A bed of her own
Angeline Mary came into my life quite early. I wouldn't say 'life'. Threshold of it. Like in class photos. The girl who helped during school dramas to plaster yourself with cheap makeup lifted mostlty from older sister's make up kits.
She had no special friend. Like one of my friends said- Angeline Mary was everyone's friend and yet nobody’s.
Frankly, we never could believe anyone had so sweet a disposition all the time. Swapnil often would come to find her pencils sharpened when she'd kept them blunt to draw caricatures of our teachers. It was a tough task to stop Swapnil from what she threatened 'beating up' Angeline, but we were successful nevertheless.
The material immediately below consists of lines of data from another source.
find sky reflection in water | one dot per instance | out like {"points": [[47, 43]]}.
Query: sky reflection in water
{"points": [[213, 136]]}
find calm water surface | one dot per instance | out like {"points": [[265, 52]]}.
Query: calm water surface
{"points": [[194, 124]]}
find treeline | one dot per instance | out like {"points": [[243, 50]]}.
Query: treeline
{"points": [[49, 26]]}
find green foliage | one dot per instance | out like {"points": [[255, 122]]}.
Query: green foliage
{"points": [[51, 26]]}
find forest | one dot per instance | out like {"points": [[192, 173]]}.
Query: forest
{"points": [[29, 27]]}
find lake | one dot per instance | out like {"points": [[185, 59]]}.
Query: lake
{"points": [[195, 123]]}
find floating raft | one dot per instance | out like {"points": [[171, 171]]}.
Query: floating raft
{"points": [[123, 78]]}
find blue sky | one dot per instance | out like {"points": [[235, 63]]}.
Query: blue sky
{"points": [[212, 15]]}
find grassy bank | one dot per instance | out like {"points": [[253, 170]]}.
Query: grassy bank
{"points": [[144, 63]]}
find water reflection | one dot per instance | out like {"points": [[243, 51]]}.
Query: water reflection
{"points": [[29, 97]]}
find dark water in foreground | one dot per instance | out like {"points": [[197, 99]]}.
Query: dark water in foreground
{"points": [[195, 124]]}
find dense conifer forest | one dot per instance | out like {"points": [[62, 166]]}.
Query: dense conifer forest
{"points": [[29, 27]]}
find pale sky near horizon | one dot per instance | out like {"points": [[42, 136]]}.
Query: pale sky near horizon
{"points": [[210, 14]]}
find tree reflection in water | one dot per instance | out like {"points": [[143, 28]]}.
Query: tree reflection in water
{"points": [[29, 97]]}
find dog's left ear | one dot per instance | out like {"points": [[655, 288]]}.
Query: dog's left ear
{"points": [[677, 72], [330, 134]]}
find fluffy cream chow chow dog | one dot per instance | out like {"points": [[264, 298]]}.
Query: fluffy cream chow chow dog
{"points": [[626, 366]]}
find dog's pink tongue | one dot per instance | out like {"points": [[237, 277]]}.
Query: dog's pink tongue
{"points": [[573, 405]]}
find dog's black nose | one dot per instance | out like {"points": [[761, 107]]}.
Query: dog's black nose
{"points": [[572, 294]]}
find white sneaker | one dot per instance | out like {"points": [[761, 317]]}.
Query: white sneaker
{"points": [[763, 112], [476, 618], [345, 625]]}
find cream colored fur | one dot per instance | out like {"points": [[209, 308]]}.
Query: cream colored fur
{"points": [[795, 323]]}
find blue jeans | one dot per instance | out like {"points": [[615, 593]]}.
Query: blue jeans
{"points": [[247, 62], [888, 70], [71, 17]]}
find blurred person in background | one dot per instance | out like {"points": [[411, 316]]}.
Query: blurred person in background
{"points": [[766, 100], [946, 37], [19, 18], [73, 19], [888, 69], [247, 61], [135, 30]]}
So when she joined the same college as I, it was but natural that we huddled together on the first day while being scrutinized by fearsome seniors.
When we were allotted cots, it was but natural Angeline gave up her cot when they discovered that they were short of one. It didn't matter to whom her cot went. All that mattered to Angeline was that the shine on her halo didn't diminish.
4 years of Angeline again seemed bad. Especially when we were at a new place where familiarity meant best of friends.
I was the unlucky one to whom she 'gave away' her cot. This happened only because of my prolonged goodbye to mother whom I kept saying goodbye to, long after she was gone. Standing by the iron gates of the hostel, looking at an empty road with a few stray dogs and a car that stays only in front of your eyes; I was late on my first day.
That made a misplaced sense of guilt on my already guilt laden shoulders. First, I pretended to ignore her walking around with bed sheets and pillow in hand by staring studiously away. Or sometimes right through her.
But after most of the lights were turned off, I'd walk across rows of sleeping girls, looking for the lump that was Angeline. I always found her in borrowed beds. Maybe she was dreaming borrowed dreams...
Though she was later allotted a cot of her own, I'd see her walk around looking for an empty cot everyday.
For someone I thought wasn't worth thinking about, I thought a lot about Angeline. I'd see her wash her face everyday, squeezing the honey brown gel from plastic tubes of Pears. The smell of which would linger in the washed air saying, "Angeline was here".
She's wash her face every twenty minutes or so. The smell of Pears was forever.
Once over yet another late night talk, I remember someone sniffing the air and saying, "Ssshhh... Angeline is here". We'd discovered one of the sleeping forms in the room to be Angeline's, her freshly washed face making almost a glow.
In her world, in which hardly anything belonged to her, to even call her own- even a bed of her own didn't make much sense I guess.
It was the weekend when almost everybody went home. I hadn't.
When Angeline Mary walked that night with bed sheets in hand and her pillow, there was an extra bounce to her step. It was her day of choice. Not so many beds were to be chosen from everyday.
She chose the empty one near mine. I pretended to read my book… pretended to be thinking great thoughts…I was concentrating so much on pretending, that I actually started on hearing her voice.
I am not sure this happened. But it did. We talked. About school. Past ghosts of teachers. The skeleton in the biology lab which we were convinced belonged to Sr. Regina who went missing. Hangman's copse and the story that came down with it from generations of seniors. Friends. Acquaintances. Incidents. Angeline Mary knew every play I'd enacted in school. Every character that I'd exaggerated, getting into skins that weren't mine. Every story I'd recounted to open mouthed girls, drawing them closer with fabrics of fiction.
She'd held her sanity by belonging to what was dutifully others'. And she'd held it longer by not sharing her secret. She was part of a gang that excluded her. She heard words not directed at her. She played roles not given to her. And she never shared credit that wouldn't have been hers.
That night was perhaps Angeline's. And mine. Ours. To share but with ourselves.
Tomorrow was another day. We had our separate worlds. She would never be welcome in mine. And I could never belong in her borrowed world.
We didn't sleep that night. Just to share it a little longer.
I have it on my lost autograph book, that she dreamt the best dreams while lying on my bed.